Um dos principais pesquisadores de segurança da Anthropic, empresa responsável pelo Claude, afirmou que vê mais de 10% de chance de a inteligência artificial matar toda a humanidade na próxima década. Evan Hubinger, líder de Alignment Science da companhia, fez a estimativa no X após o pesquisador Jacob Coxon anunciar sua saída da Anthropic e acusar a empresa e a OpenAI de avançarem de forma irresponsável rumo a uma inteligência artificial capaz de melhorar a si própria.
A declaração não representa uma previsão de que os modelos atuais estejam prestes a exterminar pessoas. Hubinger fez questão de separar os riscos presentes daqueles associados a uma possível superinteligência criada por autoaperfeiçoamento recursivo, cenário em que sistemas de IA poderiam participar do desenvolvimento de versões cada vez mais capazes de si mesmos.
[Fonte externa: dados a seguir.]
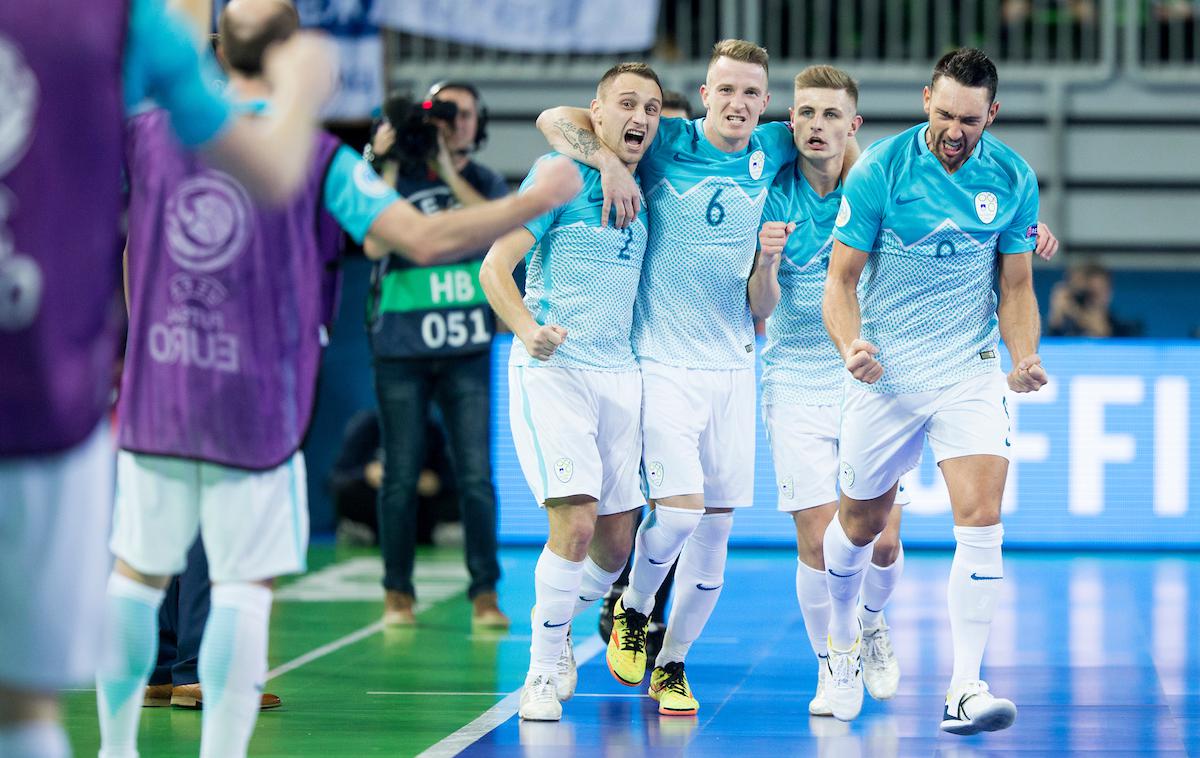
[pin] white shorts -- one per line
(699, 433)
(579, 432)
(882, 435)
(255, 523)
(804, 449)
(54, 513)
Segundo o pesquisador, a Anthropic está tentando lidar com o problema, mas ainda não possui um plano para garantir o alinhamento de uma eventual superinteligência com os interesses humanos. Ele também afirmou que a empresa não está claramente no caminho para solucionar essa questão.
Pesquisador deixou Anthropic por preocupação com a corrida
O episódio começou com a saída de Jacob Coxon, que passou três anos trabalhando com pré-treinamento de modelos, primeiro na OpenAI e depois na Anthropic.